Dah’Marria Reddic, Marketing Intern at Rocket Mortgage
”Our partnership with a workforce development organization like Urban Alliance made establishing and sustaining this talent pipeline easy.”
Dan Ngoyi, Vice President, Talent Acquisition, Rock Central
121 young adults connected with paid internships
Teacher Institute Highlight
With generous support from the Pritzker Foundation, UA created the Teacher Institute in 2020 to train Chicago Public Schools teachers in facilitating Urban Alliance’s core workforce readiness curriculum to build and reinforce students’ social and emotional skills, bringing this critical training to youth in their sophomore year.
“Any positive changes made in a sophomore’s high school attitude, engagement, and connectedness can truly set them in the right direction for the remainder of high school.”
Debra Koran, school counselor at Disney II Magnet High School.
Over the first two years, Urban Alliance expects to train 30 teachers and reach 1,800 youth through this expanded curriculum.

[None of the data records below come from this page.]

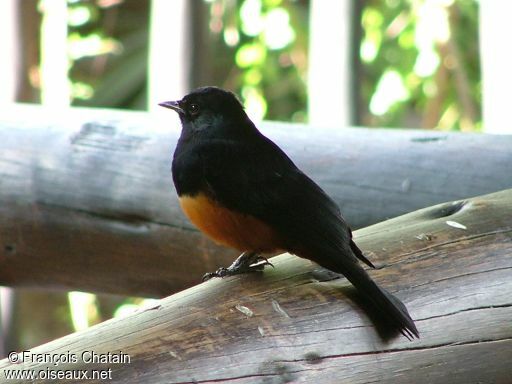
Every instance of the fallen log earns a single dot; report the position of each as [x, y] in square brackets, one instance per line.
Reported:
[450, 264]
[87, 201]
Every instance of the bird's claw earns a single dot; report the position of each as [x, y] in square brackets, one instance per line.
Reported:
[247, 262]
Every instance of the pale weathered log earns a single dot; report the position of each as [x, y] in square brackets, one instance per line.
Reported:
[451, 265]
[87, 201]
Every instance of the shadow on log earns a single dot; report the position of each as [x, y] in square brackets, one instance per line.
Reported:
[87, 202]
[450, 264]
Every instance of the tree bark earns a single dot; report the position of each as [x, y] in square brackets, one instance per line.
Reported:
[450, 264]
[87, 201]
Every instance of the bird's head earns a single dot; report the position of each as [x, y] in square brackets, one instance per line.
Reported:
[210, 111]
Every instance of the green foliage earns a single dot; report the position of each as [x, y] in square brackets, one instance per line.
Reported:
[420, 64]
[259, 51]
[108, 50]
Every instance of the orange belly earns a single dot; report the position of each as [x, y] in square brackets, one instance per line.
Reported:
[230, 228]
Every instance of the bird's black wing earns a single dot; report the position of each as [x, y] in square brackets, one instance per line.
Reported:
[258, 179]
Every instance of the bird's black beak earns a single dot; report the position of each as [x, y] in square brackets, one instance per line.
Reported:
[175, 105]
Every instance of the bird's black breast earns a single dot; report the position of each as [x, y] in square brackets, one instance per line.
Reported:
[187, 170]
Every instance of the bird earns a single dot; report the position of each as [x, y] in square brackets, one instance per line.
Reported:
[242, 190]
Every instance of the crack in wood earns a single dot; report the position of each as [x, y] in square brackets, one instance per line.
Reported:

In the first year of the Teacher Institute, not only did the students respond well to the curriculum, attendance was 8% higher on average after students completed the curriculum, and was particularly engaging for Black and Latino boys.
Since 2013, Northern Trust has been a key partner for Urban Alliance in Chicago. They have opened the door to their downtown financial headquarters to 100 young adults from various communities in the city, providing money in their pockets, mentorship, and valuable connections within the financial industry
“Sinai Chicago is excited to continue this partnership with Urban Alliance thanks to Northern Trust’s sponsorship this year,” added Tondalaya Shepard, Volunteer and Community Service Director at Sinai Health System. “The interns bring a fresh perspective and new ideas. We appreciate the energy and enthusiasm that they show for new tasks and projects.”